Boulevard Ulmer Straße

Gerücheküche und Busgeschichten

Gerücheküche und Busgeschichten

Presse

Schwäbische Post vom 13. Oktober 2016 von Cordula Weinke

Kunstreiche Busfahrt zum Kulturprojekt „Gerüchteküche“
„Busgeschichten“ und eine Suppenküche begleiten das Projekt „Boulevard Ulmer Straße“ zum 25. Geburtstag des Theaters der Stadt Aalen.

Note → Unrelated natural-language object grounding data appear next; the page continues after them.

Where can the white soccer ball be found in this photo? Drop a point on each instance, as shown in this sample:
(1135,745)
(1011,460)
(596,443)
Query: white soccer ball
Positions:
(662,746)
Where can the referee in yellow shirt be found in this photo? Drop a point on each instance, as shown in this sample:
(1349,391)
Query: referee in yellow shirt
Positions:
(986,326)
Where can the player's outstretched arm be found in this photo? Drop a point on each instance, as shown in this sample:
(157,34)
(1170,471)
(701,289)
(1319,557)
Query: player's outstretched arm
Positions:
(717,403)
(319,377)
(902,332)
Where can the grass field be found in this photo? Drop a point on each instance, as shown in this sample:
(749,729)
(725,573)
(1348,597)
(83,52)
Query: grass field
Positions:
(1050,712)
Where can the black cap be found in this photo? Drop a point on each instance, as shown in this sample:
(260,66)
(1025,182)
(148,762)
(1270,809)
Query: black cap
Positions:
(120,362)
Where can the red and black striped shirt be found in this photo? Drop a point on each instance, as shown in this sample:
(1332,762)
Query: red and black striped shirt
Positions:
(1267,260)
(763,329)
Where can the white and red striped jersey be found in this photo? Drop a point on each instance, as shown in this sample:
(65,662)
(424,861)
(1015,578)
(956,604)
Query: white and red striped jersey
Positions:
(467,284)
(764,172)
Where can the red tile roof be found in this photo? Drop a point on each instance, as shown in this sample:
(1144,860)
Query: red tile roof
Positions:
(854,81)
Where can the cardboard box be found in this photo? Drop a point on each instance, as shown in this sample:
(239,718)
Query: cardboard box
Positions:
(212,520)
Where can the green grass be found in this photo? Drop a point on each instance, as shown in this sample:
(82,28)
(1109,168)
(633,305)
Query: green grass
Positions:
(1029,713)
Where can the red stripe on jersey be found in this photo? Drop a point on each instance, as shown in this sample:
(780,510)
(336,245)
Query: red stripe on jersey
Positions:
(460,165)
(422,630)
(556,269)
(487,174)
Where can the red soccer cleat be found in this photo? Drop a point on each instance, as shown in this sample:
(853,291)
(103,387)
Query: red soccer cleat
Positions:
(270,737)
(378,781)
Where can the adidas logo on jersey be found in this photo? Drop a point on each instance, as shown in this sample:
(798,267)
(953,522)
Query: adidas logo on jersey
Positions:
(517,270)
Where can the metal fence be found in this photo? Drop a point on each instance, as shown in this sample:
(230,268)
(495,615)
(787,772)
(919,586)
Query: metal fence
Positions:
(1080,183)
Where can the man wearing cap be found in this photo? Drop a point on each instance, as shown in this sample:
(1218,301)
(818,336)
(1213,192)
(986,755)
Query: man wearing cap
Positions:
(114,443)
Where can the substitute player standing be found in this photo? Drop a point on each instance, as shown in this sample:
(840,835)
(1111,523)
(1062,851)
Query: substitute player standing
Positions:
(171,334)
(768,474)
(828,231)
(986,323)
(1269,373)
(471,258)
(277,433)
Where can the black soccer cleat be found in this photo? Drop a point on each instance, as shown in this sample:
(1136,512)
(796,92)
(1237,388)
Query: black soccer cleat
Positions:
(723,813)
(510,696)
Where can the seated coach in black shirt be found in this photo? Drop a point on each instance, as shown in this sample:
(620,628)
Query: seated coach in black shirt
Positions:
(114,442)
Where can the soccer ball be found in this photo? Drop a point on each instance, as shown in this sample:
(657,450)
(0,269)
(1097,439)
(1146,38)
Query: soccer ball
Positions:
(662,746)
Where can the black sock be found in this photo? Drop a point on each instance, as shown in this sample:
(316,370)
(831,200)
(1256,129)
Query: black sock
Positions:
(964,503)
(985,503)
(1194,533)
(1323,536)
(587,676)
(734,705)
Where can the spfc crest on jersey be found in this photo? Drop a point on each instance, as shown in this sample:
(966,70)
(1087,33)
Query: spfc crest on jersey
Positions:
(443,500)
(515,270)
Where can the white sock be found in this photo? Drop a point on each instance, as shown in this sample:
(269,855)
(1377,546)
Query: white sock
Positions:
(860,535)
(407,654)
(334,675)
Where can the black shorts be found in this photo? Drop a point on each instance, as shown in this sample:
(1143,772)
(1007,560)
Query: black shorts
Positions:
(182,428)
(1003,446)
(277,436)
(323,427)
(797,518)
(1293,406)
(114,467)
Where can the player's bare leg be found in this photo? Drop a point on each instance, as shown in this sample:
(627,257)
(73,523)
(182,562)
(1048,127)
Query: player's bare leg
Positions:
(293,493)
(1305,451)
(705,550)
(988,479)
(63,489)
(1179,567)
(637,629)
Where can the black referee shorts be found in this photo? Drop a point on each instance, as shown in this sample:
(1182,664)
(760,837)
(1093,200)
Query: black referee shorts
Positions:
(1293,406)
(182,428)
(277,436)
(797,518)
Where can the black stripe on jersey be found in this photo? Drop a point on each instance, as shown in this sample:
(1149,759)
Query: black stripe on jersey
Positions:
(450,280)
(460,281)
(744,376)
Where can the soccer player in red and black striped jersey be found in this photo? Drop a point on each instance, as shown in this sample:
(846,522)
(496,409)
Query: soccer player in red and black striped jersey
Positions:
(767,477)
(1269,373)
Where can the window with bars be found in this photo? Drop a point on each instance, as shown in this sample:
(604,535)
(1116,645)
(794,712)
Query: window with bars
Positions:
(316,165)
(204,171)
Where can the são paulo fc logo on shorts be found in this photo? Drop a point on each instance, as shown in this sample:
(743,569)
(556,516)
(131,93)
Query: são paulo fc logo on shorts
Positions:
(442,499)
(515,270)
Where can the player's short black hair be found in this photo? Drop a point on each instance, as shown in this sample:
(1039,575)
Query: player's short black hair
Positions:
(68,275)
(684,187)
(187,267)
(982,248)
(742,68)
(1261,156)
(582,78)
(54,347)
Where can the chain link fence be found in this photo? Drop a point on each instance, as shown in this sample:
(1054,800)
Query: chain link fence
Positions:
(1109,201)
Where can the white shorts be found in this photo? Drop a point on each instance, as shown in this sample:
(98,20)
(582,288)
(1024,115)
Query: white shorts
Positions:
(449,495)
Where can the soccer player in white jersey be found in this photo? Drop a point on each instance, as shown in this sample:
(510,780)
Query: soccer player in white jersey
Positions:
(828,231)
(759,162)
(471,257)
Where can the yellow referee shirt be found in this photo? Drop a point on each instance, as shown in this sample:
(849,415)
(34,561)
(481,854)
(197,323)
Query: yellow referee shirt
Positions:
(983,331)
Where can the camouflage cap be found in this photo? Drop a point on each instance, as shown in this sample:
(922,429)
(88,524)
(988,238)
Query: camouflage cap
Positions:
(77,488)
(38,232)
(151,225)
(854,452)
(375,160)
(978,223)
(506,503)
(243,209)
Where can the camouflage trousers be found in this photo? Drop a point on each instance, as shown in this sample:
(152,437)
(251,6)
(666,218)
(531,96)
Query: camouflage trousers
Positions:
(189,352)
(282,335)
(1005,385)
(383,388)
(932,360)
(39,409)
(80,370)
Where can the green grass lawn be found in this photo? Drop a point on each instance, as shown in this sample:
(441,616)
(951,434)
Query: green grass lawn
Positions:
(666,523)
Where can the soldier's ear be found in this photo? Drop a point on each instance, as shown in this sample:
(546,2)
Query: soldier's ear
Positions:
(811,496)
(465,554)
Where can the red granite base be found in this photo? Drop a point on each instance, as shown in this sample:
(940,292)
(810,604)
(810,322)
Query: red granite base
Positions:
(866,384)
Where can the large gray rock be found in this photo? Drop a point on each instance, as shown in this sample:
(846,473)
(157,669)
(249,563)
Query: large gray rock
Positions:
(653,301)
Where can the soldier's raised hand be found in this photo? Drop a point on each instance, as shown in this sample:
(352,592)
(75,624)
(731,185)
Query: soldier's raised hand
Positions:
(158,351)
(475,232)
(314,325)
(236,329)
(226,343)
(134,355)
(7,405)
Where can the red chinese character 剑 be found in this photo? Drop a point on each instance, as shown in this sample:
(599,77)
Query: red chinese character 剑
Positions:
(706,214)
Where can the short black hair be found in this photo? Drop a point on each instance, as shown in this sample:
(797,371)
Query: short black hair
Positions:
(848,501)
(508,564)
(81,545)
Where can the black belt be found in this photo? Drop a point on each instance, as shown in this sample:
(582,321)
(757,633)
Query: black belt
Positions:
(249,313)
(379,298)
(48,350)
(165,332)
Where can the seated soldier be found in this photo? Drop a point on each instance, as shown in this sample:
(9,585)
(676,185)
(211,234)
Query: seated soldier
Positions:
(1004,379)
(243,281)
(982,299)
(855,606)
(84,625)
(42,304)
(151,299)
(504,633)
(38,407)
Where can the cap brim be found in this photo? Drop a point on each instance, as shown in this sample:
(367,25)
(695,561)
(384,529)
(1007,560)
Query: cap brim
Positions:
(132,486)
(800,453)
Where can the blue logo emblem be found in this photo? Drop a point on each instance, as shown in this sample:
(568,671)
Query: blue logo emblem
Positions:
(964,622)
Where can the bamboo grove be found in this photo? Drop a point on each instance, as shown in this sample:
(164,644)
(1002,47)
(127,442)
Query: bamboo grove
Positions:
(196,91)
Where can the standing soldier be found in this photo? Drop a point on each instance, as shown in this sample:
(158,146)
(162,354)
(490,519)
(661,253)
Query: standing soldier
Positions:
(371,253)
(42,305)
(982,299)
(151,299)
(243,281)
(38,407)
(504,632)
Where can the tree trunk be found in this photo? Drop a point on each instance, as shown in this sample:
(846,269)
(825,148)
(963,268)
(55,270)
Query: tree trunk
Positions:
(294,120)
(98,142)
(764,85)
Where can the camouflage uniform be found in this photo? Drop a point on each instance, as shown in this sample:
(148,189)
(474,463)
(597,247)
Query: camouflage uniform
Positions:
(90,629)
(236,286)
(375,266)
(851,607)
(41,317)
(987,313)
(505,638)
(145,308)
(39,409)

An einem knallig grünen Tisch zwischen der Bahnlinie und der Ulmer Straße sitzen Menschen aus verschiedenen Kulturkreisen und trinken Tee. Auf einem Blitzer an der Straße ist ein Foto der Bundeskanzlerin platziert. Zwei Szenen, die in dem neuen Aalener Kunstprojekt „Busgeschichten“ zu sehen sind.

Fünf Künstlerinnen und Künstler aus der Region haben diese „Busgeschichten“ entwickelt: Bilderstrecken, die an der Durchgangsstraße von Aalen nach Unterkochen entstanden sind, der Ulmer Straße. Und die ab sofort, bis Juni 2017, auf den digitalen Anzeigetafeln der OVA-Stadtbus-Linien 61 und 62 zu sehen sind – auf der Fahrt vom Busbahnhof Aalen, dem ZOB, nach Unterkochen und zurück, entlang der Ulmer Straße.

Eigentlich sei die Ulmer Straße viel mehr als nur eine Durchgangsstraße, haben die Macher des Theaters der Stadt Aalen festgestellt. Deshalb haben sie zum 25. Geburtstag ihres Theaters das Spielzeitprojekt „Boulevard Ulmer Straße“ entwickelt. Das soll in begleitenden Projekten und Veranstaltungen aufzeigen, wie vielfältig Menschen in der Ulmer Straße leben, lernen und arbeiten. „Busgeschichten“ ist eines dieser Begleitprojekte.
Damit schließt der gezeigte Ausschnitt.